Red sky at morning, sailors take warning.
- from an ancient rhyme often repeated by mariners
It's almost morning in the Trump administration and I see a red sky!
Tax reform is a recurring threat in DC. Every politician that runs calls for tax reform and every incumbent up for reelection calls for tax reform. It's a standard line in every candidate's stump speech. There's been much lip service paid to the topic and very little elbow grease expended.
That could be changing. It would appear that the Republican Congress and the Trump administration are both serious this time - as in they want real tax reform!
House Ways and Means Chairman Kevin Brady (R-Texas) released a "Tax Reform Blueprint" in July 2016 that outlined the general provisions of a comprehensive tax reform package. When the new Congress convenes in January, the House Ways and Means Committee, the Senate Finance Committee, and the Trump Administration will begin developing the actual text for a tax reform bill.
Here's where it gets complicated...One of the provisions included in the Tax Reform Blueprint, the “Border Adjustment Tax” (BAT), has generated significant concern among several industries, including the automotive sector. The BAT is not a tariff. Tariffs are taxes imposed on specified imported products (e.g., the 25% chicken tax imposed on the import of light pickup trucks since 1963).

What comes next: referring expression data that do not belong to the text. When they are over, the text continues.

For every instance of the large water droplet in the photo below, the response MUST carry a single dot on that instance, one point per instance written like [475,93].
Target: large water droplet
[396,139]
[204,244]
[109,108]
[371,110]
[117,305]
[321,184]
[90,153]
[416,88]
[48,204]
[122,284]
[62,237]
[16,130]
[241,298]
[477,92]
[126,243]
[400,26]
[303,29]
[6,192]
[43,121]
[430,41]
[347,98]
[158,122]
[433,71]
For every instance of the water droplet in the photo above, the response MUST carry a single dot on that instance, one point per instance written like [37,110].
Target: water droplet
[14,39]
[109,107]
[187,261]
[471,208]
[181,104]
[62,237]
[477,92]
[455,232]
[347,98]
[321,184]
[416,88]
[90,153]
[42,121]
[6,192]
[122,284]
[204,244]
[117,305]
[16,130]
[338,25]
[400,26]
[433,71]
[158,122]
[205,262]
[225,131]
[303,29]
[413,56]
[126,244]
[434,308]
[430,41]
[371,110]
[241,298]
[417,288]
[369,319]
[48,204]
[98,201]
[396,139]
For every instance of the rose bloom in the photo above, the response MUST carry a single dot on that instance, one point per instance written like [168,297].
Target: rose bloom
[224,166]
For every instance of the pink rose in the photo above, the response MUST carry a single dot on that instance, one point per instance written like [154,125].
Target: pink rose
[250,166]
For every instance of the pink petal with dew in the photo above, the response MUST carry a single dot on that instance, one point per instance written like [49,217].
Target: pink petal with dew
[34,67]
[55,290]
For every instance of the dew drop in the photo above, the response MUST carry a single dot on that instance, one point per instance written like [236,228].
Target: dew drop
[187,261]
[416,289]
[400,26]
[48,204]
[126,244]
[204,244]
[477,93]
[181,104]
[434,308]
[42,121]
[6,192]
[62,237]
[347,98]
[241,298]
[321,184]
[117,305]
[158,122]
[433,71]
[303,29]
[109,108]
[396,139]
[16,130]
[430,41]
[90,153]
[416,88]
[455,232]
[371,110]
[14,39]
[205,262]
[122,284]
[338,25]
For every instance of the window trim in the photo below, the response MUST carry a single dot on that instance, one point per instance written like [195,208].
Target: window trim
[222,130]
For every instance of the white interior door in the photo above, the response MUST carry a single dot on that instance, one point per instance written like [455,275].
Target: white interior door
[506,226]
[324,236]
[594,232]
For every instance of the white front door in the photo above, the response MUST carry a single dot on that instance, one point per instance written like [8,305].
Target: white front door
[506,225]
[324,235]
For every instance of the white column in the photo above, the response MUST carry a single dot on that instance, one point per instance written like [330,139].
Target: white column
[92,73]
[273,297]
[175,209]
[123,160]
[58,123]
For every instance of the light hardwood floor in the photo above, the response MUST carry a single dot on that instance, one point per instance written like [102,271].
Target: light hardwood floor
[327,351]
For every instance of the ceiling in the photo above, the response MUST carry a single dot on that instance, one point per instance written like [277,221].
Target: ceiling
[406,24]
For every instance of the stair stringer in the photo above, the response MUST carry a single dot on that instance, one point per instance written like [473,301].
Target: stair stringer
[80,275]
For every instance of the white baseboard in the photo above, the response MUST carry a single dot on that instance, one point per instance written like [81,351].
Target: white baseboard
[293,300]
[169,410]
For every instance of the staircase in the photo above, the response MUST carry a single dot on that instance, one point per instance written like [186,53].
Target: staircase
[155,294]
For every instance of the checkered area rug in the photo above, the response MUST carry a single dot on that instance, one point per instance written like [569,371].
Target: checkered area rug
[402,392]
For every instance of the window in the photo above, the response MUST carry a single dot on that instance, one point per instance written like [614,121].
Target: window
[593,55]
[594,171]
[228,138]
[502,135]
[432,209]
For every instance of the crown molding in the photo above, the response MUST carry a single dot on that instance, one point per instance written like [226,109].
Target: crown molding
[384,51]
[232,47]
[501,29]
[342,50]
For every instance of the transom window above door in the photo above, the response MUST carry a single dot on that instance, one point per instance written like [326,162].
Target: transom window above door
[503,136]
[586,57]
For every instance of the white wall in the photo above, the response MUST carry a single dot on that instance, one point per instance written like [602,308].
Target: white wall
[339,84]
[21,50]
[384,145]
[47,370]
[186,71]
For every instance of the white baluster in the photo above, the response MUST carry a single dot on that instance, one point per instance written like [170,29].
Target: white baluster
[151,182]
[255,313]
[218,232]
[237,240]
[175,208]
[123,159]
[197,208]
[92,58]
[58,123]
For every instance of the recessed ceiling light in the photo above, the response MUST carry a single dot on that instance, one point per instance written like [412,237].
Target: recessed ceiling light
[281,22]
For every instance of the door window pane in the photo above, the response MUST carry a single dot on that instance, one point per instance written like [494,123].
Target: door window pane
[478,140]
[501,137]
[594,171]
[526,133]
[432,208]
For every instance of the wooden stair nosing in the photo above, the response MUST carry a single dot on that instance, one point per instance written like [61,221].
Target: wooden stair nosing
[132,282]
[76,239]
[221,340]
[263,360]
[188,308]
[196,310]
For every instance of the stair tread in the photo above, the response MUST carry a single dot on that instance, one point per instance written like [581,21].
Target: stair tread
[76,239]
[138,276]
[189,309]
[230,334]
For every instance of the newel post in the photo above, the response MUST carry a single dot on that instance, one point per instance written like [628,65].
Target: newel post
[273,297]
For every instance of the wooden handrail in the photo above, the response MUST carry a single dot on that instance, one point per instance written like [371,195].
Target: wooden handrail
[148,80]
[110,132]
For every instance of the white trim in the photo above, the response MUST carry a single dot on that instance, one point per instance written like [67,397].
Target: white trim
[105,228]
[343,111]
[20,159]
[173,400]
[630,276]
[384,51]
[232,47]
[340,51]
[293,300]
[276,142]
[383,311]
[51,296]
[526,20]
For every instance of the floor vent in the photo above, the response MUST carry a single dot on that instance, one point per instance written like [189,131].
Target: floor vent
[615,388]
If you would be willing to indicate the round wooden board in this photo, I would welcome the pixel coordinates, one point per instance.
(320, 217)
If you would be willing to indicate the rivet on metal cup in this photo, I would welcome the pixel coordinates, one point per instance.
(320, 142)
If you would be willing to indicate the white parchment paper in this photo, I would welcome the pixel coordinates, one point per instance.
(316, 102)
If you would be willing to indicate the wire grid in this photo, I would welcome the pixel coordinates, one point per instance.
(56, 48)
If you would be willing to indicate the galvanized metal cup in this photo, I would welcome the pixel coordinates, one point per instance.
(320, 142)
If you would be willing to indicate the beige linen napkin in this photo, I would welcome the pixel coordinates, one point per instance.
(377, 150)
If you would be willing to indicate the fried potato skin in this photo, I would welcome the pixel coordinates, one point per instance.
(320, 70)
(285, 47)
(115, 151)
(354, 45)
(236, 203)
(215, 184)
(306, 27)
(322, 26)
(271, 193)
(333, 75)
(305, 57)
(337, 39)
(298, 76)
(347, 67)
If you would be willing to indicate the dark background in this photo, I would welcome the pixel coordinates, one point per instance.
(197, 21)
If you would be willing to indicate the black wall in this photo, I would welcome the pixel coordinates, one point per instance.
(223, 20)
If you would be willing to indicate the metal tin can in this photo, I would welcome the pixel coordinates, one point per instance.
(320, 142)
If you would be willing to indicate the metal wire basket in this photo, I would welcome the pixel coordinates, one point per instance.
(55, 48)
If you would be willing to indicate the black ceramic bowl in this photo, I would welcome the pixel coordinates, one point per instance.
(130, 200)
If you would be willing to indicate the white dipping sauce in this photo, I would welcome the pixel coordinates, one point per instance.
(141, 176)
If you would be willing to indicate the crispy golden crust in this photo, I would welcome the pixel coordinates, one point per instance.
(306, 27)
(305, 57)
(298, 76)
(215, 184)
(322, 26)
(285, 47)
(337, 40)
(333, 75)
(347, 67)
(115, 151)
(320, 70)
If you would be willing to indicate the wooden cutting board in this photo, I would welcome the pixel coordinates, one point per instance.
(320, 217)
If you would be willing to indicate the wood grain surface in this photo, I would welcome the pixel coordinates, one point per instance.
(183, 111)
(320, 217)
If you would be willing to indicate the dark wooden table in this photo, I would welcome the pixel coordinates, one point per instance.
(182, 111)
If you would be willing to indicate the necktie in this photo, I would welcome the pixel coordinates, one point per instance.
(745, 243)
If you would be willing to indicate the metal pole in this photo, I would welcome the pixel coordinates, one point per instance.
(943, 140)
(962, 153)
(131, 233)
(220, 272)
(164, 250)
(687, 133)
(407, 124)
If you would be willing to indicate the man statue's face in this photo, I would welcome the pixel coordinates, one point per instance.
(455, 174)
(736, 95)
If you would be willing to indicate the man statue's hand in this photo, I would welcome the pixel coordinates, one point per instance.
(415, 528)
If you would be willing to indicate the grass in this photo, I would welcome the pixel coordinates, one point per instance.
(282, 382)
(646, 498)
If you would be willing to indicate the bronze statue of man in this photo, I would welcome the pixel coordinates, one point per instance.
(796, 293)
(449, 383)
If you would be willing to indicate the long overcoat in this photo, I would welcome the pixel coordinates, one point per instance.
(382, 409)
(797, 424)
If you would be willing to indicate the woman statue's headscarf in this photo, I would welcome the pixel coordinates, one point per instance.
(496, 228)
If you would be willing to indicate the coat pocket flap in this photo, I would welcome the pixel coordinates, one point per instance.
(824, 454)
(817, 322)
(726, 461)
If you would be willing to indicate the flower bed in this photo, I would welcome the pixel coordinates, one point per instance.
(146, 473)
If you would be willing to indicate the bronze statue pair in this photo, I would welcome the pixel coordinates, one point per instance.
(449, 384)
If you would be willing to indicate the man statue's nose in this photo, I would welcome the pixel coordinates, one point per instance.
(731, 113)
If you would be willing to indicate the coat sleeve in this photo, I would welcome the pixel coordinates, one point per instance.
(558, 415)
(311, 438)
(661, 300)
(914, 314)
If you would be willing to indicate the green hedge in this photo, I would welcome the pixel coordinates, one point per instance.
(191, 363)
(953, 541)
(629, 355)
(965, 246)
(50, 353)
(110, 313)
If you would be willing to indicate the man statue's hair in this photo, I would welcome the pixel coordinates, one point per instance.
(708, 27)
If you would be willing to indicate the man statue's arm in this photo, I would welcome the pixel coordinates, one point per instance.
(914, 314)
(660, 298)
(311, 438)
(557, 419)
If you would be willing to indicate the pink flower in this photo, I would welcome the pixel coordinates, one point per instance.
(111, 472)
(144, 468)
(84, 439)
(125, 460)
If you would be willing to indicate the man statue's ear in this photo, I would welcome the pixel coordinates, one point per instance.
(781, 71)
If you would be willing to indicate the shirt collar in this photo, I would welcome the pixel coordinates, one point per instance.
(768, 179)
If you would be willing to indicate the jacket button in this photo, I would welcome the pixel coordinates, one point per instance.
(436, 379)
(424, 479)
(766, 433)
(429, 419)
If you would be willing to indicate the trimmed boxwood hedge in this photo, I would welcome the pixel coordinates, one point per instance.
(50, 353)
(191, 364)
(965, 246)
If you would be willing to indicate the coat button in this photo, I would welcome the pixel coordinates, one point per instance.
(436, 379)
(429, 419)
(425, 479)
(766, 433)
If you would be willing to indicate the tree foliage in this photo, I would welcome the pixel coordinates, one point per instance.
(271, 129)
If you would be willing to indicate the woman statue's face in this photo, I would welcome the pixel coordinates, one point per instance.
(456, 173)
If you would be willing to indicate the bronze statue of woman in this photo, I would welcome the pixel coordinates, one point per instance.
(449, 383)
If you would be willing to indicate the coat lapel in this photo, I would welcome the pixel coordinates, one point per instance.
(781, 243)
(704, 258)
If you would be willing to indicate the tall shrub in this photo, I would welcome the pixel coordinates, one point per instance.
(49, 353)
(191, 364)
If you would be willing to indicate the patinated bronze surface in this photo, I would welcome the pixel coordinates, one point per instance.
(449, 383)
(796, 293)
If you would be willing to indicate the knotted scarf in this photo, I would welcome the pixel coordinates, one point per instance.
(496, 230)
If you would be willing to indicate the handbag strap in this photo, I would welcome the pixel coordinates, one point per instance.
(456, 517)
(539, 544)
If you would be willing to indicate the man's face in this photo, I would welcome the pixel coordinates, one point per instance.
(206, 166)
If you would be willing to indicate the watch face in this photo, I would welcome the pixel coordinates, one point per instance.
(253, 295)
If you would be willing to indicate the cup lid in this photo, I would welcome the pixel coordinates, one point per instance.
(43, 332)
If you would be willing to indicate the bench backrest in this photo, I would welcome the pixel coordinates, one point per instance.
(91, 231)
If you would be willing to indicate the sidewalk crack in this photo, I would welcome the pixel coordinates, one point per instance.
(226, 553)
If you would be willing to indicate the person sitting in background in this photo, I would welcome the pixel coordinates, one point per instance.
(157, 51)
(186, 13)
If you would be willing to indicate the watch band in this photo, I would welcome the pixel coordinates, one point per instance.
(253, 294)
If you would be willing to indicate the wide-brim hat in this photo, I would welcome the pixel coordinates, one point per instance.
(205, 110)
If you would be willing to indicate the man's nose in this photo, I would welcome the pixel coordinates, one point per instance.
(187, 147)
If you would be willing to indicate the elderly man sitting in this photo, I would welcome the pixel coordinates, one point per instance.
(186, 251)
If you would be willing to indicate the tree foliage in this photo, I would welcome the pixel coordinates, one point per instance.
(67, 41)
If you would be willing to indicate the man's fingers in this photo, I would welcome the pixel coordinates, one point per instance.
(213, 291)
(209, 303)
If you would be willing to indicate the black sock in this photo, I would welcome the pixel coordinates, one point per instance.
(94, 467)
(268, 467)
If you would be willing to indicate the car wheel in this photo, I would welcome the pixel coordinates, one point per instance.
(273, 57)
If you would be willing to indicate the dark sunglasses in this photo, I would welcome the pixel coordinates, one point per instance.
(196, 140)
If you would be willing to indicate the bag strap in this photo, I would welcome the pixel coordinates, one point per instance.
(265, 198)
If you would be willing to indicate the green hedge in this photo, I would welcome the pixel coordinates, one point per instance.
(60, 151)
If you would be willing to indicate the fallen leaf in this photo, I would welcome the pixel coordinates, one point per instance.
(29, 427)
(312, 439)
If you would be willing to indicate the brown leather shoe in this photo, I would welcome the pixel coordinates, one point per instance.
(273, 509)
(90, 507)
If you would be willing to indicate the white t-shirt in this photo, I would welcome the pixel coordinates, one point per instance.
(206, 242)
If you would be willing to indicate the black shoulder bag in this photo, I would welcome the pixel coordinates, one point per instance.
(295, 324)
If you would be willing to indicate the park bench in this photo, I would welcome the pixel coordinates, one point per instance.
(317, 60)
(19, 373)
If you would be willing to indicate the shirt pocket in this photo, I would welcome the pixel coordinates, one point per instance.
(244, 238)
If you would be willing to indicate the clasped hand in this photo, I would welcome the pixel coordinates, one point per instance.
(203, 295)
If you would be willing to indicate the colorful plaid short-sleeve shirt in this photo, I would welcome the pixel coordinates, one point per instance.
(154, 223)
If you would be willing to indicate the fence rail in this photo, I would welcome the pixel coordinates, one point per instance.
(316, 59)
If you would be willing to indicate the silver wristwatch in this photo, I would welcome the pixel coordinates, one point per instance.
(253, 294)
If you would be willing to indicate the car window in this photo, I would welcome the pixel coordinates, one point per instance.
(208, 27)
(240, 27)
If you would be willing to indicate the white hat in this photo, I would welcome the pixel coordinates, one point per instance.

The House Republican proposal (including the BAT) would modify business income taxes in several ways: reduce the rate from 35% to 20%; accelerate depreciation schedules, eliminate all interest deductions; exempt the cost of exported goods from the taxable receipts subject to income tax (they would be taxed in the jurisdiction in which they were sold); and disallow the cost of any imported goods as a deductible business expense.